I discussed the skiplist list. To continue with the contrast between iterative and recursive, I present here the recursive versions of find, get, set, and add.
find_pred(i, v, r):
# Currently searching at v height r, with
# i the offset from the vth elememt.
# Returns the node right before i
if v.next[r] == nil or v.length[r] > i:
# Moving along r moves too far
if r == 0:
return v
else:
# Search starting at list r-1 with the same offset i
return find_pred(i, v, r-1)
else:
# Move along list L_r, decrementing i by the length
return find_pred(i - v.length[r], v.next[r], r)
get(i):
return find_pred(i, sentinal, sentinal.h).next[0].x
set(i, x):
u = find_pred(i, sentinal, sentinal.h).next[0]
y = u.x
u.x = x
return y
In the book, the add method operates a little differently between section 4.2 and 4.3. In section 4.2 and also my code on day22, we first search out the correct location to add while storing the sequence of nodes we searched through. In the book, the nodes were stored on an explicit stack, and in my recursive version the nodes are kept in frames on the call stack, one frame per recursive invocation. Once we found the correct location for the node, we trace back through the nodes linking in the new node to its proper location. The book does this by popping the stack, and the recursive version does it after the recursive call.
It doesn't impact the big-O execution time, but if we create the new node ahead of time, we can link it into its proper place as we search down through the lists. This removes the need to store the entire sequence of nodes we search through and provides a small speed improvement since once the proper location is found the add
call can return. In the book in section 4.3 this is done iteratively, creating the node ahead of time and using a loop. In the code below, I create the node ahead of time and pass it into the recursion. I then make each recursive call tail-recursive and rely on the compiler to turn tail recursion into a loop.
add(i, x):
Flip a coin repeatedly until a tails comes up.
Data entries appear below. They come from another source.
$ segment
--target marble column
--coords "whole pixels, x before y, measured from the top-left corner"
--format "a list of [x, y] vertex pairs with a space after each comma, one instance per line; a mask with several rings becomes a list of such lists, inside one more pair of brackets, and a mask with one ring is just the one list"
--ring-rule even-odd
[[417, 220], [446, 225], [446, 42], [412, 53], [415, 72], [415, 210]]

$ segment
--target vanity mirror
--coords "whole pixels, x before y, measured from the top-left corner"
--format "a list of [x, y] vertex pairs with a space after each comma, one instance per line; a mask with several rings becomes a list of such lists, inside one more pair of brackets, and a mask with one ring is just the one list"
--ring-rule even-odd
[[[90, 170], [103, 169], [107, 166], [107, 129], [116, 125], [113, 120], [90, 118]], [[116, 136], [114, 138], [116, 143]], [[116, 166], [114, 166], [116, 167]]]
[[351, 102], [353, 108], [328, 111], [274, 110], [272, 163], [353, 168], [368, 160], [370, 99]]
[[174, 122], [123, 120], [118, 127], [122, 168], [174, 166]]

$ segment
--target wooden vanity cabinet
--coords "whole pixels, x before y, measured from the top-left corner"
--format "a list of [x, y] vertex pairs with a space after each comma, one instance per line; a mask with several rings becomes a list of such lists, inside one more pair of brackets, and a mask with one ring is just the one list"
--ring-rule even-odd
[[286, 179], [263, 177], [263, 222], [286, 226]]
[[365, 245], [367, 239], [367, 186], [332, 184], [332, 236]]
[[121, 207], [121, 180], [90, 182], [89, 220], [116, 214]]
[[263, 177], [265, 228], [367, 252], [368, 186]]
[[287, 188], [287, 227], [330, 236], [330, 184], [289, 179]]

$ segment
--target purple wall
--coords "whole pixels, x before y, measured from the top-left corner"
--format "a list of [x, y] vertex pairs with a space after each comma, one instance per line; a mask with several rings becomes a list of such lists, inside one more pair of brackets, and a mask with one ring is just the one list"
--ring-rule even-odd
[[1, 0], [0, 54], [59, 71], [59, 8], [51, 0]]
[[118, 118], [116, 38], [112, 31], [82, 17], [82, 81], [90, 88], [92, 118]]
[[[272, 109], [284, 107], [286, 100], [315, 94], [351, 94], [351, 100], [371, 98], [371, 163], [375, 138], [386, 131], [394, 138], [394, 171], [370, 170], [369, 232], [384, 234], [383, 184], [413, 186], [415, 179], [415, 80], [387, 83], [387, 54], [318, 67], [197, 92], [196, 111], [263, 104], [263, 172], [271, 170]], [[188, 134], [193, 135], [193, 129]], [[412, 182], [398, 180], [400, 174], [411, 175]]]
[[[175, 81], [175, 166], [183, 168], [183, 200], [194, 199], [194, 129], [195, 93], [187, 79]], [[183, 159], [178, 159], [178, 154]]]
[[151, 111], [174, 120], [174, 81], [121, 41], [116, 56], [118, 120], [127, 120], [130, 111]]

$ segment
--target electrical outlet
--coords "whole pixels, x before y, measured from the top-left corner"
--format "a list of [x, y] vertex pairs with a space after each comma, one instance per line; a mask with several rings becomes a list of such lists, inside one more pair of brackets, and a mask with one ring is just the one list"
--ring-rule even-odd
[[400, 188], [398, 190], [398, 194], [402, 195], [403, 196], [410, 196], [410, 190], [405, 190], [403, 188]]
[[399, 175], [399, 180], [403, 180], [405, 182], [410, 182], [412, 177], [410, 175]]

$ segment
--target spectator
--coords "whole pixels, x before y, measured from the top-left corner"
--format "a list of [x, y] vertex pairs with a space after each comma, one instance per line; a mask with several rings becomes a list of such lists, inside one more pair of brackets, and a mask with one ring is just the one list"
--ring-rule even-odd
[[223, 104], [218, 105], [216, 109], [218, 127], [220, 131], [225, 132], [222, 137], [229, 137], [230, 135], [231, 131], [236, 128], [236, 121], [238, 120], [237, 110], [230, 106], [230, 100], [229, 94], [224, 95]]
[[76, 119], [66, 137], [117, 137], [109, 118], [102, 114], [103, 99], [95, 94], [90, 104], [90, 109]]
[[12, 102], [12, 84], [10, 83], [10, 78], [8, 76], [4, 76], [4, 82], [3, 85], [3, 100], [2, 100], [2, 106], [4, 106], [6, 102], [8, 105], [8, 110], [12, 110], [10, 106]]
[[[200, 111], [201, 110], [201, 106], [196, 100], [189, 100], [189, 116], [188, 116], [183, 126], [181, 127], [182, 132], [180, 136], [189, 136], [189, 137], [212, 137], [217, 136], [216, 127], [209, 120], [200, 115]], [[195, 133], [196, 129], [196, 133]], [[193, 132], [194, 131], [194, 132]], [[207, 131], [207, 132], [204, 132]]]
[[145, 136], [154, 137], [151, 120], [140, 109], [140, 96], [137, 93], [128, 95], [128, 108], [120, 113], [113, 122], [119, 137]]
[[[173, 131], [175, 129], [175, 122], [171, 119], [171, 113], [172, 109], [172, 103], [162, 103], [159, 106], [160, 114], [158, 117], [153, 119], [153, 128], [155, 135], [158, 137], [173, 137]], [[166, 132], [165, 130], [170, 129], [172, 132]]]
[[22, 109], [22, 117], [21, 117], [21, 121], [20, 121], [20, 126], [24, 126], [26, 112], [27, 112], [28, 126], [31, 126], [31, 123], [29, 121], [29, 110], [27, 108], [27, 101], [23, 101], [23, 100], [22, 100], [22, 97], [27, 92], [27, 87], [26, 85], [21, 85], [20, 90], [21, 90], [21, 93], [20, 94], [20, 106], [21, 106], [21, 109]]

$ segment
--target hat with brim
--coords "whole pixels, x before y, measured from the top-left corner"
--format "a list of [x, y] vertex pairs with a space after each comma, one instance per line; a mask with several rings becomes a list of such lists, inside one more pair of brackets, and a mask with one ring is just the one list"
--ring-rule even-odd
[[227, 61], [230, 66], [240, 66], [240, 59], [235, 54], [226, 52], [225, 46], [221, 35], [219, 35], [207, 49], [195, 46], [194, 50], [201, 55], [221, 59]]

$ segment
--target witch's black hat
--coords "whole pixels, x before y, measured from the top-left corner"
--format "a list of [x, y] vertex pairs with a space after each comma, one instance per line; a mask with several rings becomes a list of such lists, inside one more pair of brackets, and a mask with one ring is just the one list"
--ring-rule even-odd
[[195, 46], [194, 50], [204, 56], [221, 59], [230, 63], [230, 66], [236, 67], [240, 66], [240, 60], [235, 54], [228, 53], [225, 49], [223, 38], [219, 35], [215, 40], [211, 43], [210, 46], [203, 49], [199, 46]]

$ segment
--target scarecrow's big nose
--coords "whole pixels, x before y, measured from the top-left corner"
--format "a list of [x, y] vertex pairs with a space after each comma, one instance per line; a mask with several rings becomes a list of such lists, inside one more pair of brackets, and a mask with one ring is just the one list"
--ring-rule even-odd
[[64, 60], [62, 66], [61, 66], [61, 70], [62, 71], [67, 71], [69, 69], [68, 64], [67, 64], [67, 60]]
Let h be the number of heads before the first tail
w = a new node with value x and height h
if w.h > sentinal.h:
resize sentinal
add_helper(i, w, sentinal, sentinal.h)
add_helper(i, w, v, r):
# Currently searching at node v height r.
# Adds node w at offset i from the node v.
if v.next[r] == nil or v.length[r] > i:
# Moving along L_r moves too far.
# Increment the length of v, since u will go inside here somewhere
v.length[r] = v.length[r] + 1
# Splice w into the list L_r, since we have found its proper location
# in the list L_r. But only splice if the height of w is large enough
if w.h >= r:
w.next[r] = v.next[r]
v.next[r] = w
# we are adding w at offset i from v, so the new length of v is i+1
# since i is the offset. w then has the remaining length, so the
# length of w is oldVlength - (i + 1)
w.length[r] = v.length[r] - (i + 1)
v.length[r] = i + 1
# If we are not yet at the bottom, we need to splice u into the lists
# below us.
if r > 0:
add_helper(i, w, v, r-1)
else:
# Move along L_r
add_helper(i-v.length[r], w, v.next[r], r)
Exercises 4..4 and 4..5 from this page. For 4..5, note that your illistration will be the same no matter if you use the recursive version or the version from the book.